Directed by: Peter Hedges
Premise: A widower (Steve Carell) attends a family reunion and falls for his brother’s new girlfriend (Juliette Binoche). At the same time, he struggles in his relationship to his three daughters (Alison Pill, Brittany Robertson, Marlene Lawston).
What Works: Dan in Real Life is an excellent combination of comedic and dramatic components. Carell’s performance is terrific and he gets to show off his considerable talents, making the audience laugh and cry with his romantic and familial dilemmas. His interaction with his daughters is one of the best components of the film, especially his relationship to Cara, the adolescent middle-child played by Brittany Robertson. The two battle wits and nerves as Dan attempts to control Cara and keep her frozen in preteen innocence while Cara violates those controls as hormones kick in and she tries reach her first love (Felipe Dieppa). This relationship is able to alternate between drama and high comedy and ends up complementing the romantic relationship between Dan and Marie (Binoche). The romance between the adult characters is very good, and the tension between them is well scripted and staged, with the actors bringing the characters to life in ways that allow for laughs and for tears. There is also a less visible but equally notable performance in the film by Dane Cook as Dan’s brother and Marie’s boyfriend. Cook does not get as much screen time, but he is able to make the role into something and the script allows him more range in the role than this kind of story usually allows. That is indicative of what is extraordinary about Dan in Real Life; the film provides the audience with storylines and scenarios seen in other romantic comedies such as Wedding Crashers, but it allows the characters to break out of the molds usually seen in these films and delivers something fresh and authentic, if not entirely original.

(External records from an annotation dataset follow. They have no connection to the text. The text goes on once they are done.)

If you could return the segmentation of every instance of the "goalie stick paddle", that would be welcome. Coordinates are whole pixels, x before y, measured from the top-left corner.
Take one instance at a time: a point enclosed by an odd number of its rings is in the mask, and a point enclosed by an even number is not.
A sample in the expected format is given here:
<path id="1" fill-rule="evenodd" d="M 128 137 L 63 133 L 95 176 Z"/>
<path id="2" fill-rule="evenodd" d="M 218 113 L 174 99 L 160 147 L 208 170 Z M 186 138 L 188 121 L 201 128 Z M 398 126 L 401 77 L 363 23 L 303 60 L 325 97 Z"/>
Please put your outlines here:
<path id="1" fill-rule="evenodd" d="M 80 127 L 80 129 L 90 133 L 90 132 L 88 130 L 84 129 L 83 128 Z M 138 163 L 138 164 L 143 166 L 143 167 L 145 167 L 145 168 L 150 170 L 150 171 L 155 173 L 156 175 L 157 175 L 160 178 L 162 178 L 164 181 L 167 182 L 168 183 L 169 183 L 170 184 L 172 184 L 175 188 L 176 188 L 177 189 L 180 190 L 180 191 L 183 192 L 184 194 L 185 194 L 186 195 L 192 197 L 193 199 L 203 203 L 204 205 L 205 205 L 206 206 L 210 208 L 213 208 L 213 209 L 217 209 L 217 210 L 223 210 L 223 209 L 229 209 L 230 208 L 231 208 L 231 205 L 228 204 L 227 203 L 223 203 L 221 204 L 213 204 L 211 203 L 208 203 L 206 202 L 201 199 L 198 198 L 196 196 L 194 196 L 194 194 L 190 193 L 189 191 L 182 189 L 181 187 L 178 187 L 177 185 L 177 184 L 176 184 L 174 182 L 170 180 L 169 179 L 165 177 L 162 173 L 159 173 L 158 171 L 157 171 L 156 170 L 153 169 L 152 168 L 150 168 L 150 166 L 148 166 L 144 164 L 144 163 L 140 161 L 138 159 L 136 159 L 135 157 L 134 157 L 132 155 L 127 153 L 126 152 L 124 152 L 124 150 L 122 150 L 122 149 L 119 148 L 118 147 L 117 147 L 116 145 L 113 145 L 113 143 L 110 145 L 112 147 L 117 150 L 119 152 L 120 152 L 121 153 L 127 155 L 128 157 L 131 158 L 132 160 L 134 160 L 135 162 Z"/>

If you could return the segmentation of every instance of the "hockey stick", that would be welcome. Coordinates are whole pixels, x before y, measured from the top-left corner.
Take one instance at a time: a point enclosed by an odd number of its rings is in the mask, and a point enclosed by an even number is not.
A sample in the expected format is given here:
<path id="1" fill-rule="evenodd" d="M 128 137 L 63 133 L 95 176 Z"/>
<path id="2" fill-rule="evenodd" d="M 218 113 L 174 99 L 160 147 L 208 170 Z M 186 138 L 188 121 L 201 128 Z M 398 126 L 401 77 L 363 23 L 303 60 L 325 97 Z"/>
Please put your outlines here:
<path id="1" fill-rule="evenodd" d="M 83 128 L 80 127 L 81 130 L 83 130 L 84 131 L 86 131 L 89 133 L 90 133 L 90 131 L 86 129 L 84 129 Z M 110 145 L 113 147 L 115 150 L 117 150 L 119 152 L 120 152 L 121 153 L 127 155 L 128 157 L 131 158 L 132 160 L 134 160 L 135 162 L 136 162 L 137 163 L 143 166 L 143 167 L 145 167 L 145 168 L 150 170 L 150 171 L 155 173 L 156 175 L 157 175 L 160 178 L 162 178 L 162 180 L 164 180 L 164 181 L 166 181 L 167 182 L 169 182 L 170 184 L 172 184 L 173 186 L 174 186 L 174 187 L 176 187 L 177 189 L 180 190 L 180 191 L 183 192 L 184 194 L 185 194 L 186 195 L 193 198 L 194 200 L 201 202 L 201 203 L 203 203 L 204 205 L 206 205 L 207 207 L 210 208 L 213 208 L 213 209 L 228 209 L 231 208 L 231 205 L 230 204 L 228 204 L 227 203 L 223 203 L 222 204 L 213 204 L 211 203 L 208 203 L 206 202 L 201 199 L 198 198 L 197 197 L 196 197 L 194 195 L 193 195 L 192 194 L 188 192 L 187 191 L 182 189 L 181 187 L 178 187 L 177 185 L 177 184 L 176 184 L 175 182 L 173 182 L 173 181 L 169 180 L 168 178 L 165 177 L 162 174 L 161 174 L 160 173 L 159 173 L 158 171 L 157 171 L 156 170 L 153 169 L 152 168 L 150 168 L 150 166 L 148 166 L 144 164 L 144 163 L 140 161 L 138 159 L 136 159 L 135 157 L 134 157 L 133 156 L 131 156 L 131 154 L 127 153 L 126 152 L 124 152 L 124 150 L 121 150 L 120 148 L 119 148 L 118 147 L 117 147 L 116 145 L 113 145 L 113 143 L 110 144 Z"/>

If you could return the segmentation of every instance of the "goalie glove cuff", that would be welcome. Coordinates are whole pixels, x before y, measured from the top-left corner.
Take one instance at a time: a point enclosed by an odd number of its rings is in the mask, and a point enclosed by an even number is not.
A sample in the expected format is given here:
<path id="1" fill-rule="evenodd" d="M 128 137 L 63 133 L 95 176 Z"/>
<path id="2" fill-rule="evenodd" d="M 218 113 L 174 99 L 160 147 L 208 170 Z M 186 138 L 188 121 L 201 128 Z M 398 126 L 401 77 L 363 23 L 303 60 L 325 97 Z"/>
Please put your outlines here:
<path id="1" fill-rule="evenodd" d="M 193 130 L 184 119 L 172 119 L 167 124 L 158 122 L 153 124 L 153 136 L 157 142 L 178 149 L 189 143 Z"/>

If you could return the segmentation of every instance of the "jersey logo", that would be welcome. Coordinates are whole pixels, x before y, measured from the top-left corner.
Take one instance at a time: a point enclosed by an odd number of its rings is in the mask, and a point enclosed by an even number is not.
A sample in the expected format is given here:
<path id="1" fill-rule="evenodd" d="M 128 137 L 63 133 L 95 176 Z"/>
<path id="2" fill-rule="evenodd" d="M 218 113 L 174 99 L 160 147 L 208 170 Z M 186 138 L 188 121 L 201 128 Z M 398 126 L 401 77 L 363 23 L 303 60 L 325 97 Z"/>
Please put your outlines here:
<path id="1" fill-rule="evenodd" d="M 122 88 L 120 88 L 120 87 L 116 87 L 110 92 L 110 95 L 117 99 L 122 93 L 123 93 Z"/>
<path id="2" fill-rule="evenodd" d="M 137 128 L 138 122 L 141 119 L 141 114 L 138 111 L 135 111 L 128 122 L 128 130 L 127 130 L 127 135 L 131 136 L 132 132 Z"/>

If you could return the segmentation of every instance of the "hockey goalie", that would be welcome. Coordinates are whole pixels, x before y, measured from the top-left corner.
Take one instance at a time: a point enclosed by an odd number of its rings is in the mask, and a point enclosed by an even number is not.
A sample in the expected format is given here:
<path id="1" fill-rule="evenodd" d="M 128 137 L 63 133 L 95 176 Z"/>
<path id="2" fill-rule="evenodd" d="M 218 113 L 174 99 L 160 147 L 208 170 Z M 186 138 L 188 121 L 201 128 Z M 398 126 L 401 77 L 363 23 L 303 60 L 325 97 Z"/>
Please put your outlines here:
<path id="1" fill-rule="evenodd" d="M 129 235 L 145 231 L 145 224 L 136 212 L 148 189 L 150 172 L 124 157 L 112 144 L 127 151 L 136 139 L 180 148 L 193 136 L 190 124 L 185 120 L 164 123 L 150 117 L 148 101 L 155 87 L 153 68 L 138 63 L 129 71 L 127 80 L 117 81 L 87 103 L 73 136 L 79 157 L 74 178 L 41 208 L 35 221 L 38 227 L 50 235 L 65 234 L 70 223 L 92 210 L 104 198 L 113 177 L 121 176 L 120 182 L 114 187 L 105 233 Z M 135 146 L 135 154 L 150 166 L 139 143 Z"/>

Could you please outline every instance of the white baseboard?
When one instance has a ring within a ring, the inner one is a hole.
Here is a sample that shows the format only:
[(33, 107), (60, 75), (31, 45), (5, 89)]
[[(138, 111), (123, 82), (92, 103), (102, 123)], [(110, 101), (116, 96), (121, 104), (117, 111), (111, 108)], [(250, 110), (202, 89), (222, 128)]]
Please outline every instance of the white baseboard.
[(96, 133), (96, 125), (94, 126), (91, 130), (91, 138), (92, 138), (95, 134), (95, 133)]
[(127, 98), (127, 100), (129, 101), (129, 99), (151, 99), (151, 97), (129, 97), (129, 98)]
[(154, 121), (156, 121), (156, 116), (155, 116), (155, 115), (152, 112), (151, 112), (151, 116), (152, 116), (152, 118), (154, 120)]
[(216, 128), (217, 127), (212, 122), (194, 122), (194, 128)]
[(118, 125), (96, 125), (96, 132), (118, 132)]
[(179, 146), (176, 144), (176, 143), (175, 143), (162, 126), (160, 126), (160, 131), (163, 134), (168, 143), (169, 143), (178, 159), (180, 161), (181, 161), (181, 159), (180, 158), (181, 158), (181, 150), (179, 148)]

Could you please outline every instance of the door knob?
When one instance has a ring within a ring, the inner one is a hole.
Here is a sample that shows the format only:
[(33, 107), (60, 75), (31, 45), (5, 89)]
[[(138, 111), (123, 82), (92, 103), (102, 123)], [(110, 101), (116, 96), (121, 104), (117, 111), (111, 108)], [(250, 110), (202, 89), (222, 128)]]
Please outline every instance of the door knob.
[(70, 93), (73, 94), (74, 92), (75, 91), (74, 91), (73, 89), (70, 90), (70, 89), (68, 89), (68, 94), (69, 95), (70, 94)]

What Doesn’t: The one error of the film is in its Hollywood ending. Up until its final moments, Dan in Real Life does a wonderful job with the tone of the story, rotating physical comedy, ironic humor, and comedy of errors while maintaining a family drama that puts something at stake. The film’s conclusion is tarnished by a wrap up that is too tidy and incongruent with the rest the picture’s more complex portrayal of Dan’s family life and his romantic dilemma.
Bottom Line: Dan in Real Life is an excellent film. It is one of Carell’s best projects and it gives him a chance to really display his range in talent from physical comedy to outright drama. The rest of the cast also comes off well and the film ends up as one of the best romantic comedies in recent memory.